Parliament has amended legislation regarding dagga use and police officers have received instruction from the Police Commissioner

 

Dagga possession and cultivation - the law changes

We wrote last year about the Constitutional Court rulingregarding dagga, or cannabis. The ConCourt judgement effectively decriminalised the possession and cultivation of cannabis in private by adults for personal consumption. The definition of “in private” extends beyond one’s place of residence and includes public spaces, as long as thepossession is in a private place, e.g. a pocket, and is discreet.

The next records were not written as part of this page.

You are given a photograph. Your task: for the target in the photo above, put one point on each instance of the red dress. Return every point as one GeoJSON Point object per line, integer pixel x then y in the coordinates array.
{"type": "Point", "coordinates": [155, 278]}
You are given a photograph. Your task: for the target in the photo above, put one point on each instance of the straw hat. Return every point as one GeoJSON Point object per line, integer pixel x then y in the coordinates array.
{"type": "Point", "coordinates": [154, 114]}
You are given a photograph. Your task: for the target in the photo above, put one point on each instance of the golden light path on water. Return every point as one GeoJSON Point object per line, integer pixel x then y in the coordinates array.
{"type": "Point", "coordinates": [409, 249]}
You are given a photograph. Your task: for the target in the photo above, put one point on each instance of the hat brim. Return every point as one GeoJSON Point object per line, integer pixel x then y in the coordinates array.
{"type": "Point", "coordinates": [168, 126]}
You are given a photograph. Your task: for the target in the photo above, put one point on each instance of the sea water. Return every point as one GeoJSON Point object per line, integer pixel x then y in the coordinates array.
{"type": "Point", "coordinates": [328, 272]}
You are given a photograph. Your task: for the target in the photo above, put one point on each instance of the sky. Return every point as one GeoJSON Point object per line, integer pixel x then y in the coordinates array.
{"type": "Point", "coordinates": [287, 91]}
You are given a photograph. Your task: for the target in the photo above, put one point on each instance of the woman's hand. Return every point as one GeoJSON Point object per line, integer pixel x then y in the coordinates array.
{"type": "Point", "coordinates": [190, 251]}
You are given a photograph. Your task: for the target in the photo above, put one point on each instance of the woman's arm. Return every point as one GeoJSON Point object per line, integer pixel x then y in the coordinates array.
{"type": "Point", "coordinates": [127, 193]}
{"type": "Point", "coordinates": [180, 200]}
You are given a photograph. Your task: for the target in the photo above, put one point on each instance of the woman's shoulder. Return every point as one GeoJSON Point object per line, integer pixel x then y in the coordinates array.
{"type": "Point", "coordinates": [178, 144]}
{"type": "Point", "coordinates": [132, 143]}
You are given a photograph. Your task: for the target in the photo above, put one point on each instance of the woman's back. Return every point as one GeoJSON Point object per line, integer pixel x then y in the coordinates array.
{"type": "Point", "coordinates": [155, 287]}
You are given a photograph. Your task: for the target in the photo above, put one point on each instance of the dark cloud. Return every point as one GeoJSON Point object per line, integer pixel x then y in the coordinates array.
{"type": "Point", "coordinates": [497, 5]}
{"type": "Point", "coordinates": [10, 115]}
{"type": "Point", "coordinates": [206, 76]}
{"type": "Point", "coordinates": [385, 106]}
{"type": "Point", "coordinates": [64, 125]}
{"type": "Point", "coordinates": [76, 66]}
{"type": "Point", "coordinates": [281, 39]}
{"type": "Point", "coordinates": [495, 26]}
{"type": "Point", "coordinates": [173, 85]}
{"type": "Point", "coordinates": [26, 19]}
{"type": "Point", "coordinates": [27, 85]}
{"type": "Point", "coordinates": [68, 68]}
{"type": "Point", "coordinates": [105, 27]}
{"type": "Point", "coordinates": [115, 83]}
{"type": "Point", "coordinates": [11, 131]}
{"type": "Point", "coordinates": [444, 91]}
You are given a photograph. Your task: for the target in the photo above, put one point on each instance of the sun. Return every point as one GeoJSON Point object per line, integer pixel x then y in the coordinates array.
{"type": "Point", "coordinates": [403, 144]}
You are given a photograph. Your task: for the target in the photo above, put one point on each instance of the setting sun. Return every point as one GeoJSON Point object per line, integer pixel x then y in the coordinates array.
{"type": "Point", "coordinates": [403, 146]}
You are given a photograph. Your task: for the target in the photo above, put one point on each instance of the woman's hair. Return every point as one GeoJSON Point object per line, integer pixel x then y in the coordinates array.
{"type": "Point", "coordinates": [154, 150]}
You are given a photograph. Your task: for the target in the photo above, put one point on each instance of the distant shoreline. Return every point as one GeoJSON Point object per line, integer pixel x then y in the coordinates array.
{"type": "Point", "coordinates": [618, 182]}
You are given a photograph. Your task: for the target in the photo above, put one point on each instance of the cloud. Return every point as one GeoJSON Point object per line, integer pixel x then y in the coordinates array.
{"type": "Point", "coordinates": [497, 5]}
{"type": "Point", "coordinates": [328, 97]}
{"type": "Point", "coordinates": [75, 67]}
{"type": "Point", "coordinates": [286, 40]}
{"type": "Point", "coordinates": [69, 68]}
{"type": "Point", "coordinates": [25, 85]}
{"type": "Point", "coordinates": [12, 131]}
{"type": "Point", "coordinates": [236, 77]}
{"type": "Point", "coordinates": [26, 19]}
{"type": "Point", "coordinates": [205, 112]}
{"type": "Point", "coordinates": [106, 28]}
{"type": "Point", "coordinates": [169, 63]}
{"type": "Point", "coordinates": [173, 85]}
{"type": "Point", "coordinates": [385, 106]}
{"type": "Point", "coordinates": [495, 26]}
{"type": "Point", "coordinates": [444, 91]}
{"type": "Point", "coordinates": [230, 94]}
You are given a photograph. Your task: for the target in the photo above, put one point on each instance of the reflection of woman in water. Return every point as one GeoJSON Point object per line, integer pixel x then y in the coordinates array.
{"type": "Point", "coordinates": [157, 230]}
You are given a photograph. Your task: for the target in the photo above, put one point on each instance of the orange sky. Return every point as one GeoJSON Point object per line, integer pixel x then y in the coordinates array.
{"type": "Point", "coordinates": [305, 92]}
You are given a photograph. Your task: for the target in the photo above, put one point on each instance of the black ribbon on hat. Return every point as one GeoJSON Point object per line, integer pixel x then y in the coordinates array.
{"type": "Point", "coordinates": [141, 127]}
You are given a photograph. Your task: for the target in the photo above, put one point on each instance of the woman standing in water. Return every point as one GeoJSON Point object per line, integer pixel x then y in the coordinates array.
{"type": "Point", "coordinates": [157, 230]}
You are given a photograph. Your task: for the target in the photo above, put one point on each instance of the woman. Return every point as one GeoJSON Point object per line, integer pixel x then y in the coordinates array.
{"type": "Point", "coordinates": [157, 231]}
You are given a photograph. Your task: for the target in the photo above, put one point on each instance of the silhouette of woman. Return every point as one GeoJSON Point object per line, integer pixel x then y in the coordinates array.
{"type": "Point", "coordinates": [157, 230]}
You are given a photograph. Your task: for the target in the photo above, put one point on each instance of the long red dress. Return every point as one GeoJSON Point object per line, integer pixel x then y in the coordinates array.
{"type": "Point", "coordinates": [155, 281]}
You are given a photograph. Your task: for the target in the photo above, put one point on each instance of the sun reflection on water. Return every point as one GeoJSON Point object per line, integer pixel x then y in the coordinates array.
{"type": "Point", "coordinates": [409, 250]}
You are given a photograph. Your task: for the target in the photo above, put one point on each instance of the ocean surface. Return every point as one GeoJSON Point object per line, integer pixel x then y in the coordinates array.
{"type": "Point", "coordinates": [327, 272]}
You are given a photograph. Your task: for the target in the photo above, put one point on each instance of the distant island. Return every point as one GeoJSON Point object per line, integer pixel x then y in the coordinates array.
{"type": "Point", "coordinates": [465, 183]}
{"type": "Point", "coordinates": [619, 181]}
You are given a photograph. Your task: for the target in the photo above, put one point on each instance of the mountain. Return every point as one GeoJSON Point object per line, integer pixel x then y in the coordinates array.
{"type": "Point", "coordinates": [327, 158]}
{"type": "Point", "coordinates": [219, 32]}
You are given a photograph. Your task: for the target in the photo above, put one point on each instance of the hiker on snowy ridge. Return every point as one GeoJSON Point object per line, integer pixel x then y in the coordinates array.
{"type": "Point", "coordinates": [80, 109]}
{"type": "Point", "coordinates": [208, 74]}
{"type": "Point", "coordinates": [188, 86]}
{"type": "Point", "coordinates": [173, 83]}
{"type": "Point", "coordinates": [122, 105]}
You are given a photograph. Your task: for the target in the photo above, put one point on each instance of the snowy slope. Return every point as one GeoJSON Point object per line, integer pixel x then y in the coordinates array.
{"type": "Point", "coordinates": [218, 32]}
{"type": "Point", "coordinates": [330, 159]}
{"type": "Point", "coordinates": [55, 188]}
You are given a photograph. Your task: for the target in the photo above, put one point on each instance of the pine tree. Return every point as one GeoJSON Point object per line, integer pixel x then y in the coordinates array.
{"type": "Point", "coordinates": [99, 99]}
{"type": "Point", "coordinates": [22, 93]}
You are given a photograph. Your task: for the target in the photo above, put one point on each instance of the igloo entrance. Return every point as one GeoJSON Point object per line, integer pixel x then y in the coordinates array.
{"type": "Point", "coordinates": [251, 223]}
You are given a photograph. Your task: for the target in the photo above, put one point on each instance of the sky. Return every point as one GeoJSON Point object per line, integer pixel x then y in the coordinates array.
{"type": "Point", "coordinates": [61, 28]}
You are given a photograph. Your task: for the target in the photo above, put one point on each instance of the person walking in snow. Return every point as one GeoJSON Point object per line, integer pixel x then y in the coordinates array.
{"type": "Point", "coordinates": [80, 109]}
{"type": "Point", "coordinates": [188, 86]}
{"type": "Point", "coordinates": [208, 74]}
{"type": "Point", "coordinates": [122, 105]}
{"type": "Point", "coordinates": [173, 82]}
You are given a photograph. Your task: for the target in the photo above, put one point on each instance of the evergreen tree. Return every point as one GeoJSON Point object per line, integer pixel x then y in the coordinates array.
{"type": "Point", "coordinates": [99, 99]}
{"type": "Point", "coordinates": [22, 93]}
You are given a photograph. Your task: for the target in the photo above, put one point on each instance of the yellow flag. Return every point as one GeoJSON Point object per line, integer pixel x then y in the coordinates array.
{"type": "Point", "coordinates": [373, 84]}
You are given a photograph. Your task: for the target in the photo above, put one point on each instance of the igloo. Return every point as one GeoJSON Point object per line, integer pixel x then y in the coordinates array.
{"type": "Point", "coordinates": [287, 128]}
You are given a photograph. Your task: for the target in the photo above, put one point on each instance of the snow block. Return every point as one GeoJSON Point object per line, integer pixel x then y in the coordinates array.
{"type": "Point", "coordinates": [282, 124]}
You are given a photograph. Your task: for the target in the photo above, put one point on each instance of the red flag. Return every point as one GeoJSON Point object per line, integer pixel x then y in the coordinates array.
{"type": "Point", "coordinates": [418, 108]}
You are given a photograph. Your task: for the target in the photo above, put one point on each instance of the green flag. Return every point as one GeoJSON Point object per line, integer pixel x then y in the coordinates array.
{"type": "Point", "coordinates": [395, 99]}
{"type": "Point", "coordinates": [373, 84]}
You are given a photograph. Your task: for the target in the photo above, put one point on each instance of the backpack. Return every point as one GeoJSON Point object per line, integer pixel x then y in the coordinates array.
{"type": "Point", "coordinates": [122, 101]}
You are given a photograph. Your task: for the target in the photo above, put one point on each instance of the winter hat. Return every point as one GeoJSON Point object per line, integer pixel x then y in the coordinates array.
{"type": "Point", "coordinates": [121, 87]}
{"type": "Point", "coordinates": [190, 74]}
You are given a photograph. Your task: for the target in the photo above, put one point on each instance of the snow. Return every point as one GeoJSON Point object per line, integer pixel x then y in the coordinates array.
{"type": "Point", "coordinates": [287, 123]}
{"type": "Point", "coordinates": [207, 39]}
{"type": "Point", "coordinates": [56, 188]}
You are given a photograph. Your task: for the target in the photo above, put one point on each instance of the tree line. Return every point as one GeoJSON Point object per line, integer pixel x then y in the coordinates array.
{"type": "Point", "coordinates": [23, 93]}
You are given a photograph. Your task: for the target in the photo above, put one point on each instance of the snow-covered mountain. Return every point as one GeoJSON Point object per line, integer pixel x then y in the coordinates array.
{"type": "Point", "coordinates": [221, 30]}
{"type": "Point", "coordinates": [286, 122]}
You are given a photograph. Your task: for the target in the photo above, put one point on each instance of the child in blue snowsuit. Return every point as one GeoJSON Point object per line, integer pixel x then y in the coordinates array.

However, a court judgement, even by the highest court in the land, is not in itself legislation. It was necessary for Parliament to amend legislation before the law could officially be declared changed in response to the ruling. In the interim, police were in the arguably awkward position of having to use their judgement and discretion when faced with circumstances of cannabis possession.

National Prosecuting Authority issues guidelines

Parliament has acted swiftly to change the relevant legislation concerning cannabis and the National Prosecuting Authority (NPA) has issued guidelines to prosecutors to ensure criminal procedure reflects the amended laws. These guidelines have also been delivered to the South African Police Service (SAPS) by Police Commissioner General Khehla Sitole.If you use dagga there are important things you should know.

Cannabis law rewritten

The two primary pieces of legislation concerning cannabis law are the Drugs and Drug Trafficking Act 1992 and the Medicines and Related Substances Control Act 1965. Both have been officially amended to reflect the Constitutional Court judgement. Other legislation, i.e. the Children’s Act 2005, the Child Justice Act 2008 and the National Road Traffic Act 1996, has also been impacted in a lesser way. The Drugs and Drug Trafficking Act and Medicines and Related Substances Control Act now specifically allow for the possession and cultivation of cannabis for private use. Personal consumption of dagga has been decriminalised.

Still an offence…

It is very important to note that dealing in cannabis is still a criminal offence, as is the use of cannabis by children or in the presence of children. Furthermore, driving under the influence of dagga contravenes the National Road Traffic Act, which prohibits “driving under the influence of a drug which has a narcotic effect”.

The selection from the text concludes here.